A new paper in nature communication Proposes a different route: simulate those cellular “after” images directly from the molecular readout, so you can preview the morphology before picking up the pipet. The team calls their model MorphDiff, and it is a diffusion model that is guided by the transcriptome, with the pattern of genes moving up or down after a perturbation.
At a high level, the idea flips a familiar workflow. High-throughput imaging is a proven way to discover the mechanism or spot bioactivity of a compound, but profiling every candidate drug or CRISPR target is not possible. MorphDiff learns from cases where both gene expression and cell morphology are known, then uses only the L1000 gene expression profile Situation To generate realistic post-perturbation images, either from scratch or by converting a control image to its perturbed counterpart. The claim is that the gains on fidelity and mechanism-of-action (MOA) retrieval over (unseen) perturbations held in large pharmaceutical and genetic datasets can rival real images.

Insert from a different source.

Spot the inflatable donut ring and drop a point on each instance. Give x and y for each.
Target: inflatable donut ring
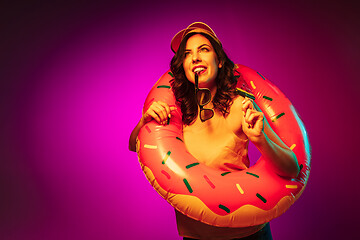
(225, 199)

led this research MBZUAI Researchers start from a biological observation: Gene expression ultimately drives proteins and pathways that make up what a cell looks like under the microscope. The mapping is not one-to-one, but there are enough shared cues for learning. Conditioning on the transcriptome also offers a practical bonus: there is far more publicly accessible L1000 data than paired morphisms, making it easier to cover a wider swath of perturbation space. In other words, when a new compound comes out, you likely have its gene signature, which MorphDiff can take advantage of.
Under the hood, MorphDiff combines the two pieces. First, a Morphology Variational Autoencoder (MVAE) compresses five-channel microscope images into a compact latent space and learns to reconstruct them with high perceptual fidelity. Second, a latent diffusion model learns to represent samples in that latent space, controlling each representation step with the L1000 vector through attention.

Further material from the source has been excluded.